The second important note on perspective in "James Joyce" is that contemporary editions (those available today) are almost without exception the 1982 revision of Ellmann's 1959 work. In this book, he is able to add details that are not initially available, situate Joyce within the canon of the later twentieth century and have a broader perspective on the author's works which is perhaps not possible for the first edition. Biographers must be sensitive to the feelings and wishes of the family while members still survive (and particularly the Joyce estate, which is notoriously litigious); thus, readers can see that the revised edition has given the author slightly more leeway to discuss Joyce's failings, as well as his genius.


In "James Joyce," Ellmann takes a complex and nuanced tone towards his subject. This tone is perhaps one of the reasons the biography is so celebrated, as it presents an overall unbiased view of the author while showing both his good and bad qualities. Ellmann obviously has a great deal of respect and even affection for Joyce, as shown by the anecdotes that he chooses to include. While writing about his early life, for instance, Ellmann tells not only of Joyce's early success in school in great deal, giving dates and amounts of exhibitions he won, but also about his later detachment from academics and his flip attitude towards his studies. He tells endearing anecdotes about the writer, including his fear of thunder, while also making it clear that Joyce could be a detached and difficult man (for example, requesting money from his family when they could ill afford it, or taking his brother's wages without even asking).

Ellmann's ability to provide such a balanced picture of Joyce owes a lot to his extensive research, reading of Joyce's correspondence and the interviews he conducted with those close to him. In his preface to the 1959 edition, he writes that the book is born from conversations with Mrs. W. B. Yeats (George Yeats, to whom "James Joyce" is dedicated); he has extensive conversations with Joyce's family members, publishers, family friends, and members of his literary circles as well. Since Joyce has a complex relationship with Yeats, by turns asking for favors and dismissing the older poet's works, the reader might imagine that the balanced tone of this book originates in the double-sided relationship between the two Irish authors.


The structure of "James Joyce" appears deceptively straightforward.
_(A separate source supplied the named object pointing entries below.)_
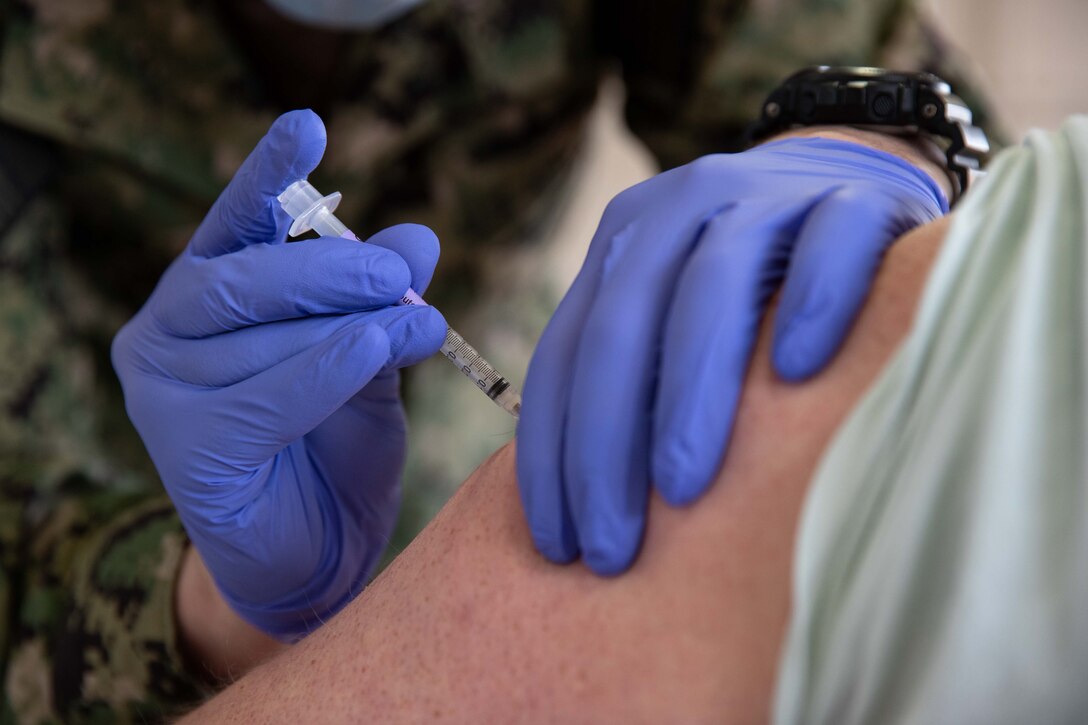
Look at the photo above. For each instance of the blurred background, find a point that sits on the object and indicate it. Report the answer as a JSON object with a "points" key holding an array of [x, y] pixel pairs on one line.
{"points": [[1030, 59]]}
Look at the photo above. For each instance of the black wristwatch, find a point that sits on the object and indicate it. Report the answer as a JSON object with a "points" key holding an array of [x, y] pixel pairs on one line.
{"points": [[875, 97]]}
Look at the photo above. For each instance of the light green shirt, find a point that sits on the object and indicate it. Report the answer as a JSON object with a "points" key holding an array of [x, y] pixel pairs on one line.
{"points": [[941, 570]]}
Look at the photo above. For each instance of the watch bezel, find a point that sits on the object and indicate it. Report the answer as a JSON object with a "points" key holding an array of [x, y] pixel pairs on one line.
{"points": [[860, 96]]}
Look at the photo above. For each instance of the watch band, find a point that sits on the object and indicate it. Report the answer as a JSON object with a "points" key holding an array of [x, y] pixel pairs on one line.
{"points": [[875, 97]]}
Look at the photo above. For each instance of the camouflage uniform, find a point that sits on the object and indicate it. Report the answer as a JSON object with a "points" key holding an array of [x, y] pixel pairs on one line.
{"points": [[462, 114]]}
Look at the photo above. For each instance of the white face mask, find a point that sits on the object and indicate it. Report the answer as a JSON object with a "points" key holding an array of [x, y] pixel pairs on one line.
{"points": [[344, 14]]}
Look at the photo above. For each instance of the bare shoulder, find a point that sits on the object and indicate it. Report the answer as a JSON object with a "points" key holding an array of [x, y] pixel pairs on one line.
{"points": [[470, 623]]}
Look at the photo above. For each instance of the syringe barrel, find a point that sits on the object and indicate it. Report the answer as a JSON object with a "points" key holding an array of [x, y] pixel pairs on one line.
{"points": [[311, 210]]}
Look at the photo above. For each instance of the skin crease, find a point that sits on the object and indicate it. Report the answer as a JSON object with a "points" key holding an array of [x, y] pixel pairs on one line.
{"points": [[471, 625]]}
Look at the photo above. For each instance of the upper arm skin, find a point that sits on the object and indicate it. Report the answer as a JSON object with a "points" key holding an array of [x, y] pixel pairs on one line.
{"points": [[471, 624]]}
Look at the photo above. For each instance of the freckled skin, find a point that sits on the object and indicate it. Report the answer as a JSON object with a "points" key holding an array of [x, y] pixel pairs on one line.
{"points": [[470, 624]]}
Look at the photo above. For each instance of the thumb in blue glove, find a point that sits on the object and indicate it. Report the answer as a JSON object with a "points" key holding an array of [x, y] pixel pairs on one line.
{"points": [[262, 378], [637, 378]]}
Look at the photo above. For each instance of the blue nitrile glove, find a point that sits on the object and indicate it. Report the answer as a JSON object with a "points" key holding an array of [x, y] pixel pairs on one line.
{"points": [[262, 379], [638, 376]]}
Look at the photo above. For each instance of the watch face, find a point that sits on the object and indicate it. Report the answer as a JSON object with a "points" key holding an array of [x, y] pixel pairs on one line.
{"points": [[875, 97]]}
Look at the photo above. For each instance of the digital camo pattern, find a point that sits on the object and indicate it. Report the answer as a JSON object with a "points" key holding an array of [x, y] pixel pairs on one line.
{"points": [[464, 114]]}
Ellmann divides the book into five sections, each corresponding to particular geographic locations where Joyce lives throughout his life. The first section, Dublin, describes Joyce's early years. The second, Pola, Rome, Trieste, describes Joyce's early career and his travels with Nora. The third section, Zurich, shows the writer nearing the height of his creative talents, which continues into the fourth section, Paris. The fifth and final section, Return to Zurich, is briefer than the others and describes the Joyce family's travels to Zurich during the war, where they settle and live until Joyce's death in 1941.

However, although the chronological layout of the book seems relatively straightforward and normal for a biography (chapters are divided by year, for the most part, or by groups of years), the biography has several interesting diversions. Ellmann is an excellent literary critic in his own right and in the second section (which describes the period during which Joyce comes up with ideas for many of his most celebrated works), he takes chapters to describe the origins of these books. There is a chapter on the background of "The Dead," one of the short stories in The Dubliners, and one on the background of Ulysses. Interestingly, Ellmann also includes a chapter on "The Growth of Imagination," describing Joyce's creative development. In these chapters, Ellmann not only explores literal inspirations for Joyce's writings—the names of characters who correspond to neighbors of the Joyces, or lines from the work that originate in popular songs—but also sheds light on their interpretation (for example, his reading of the symbol of snow in "The Dead.")

Finally, the biography is notable in that Ellmann gives a quote from Joyce's work at the beginning of each chapter. Most of these quotes correspond chronologically with the time period Ellmann discusses, but they all have thematic or symbolic connections to the activities and events of each chapter.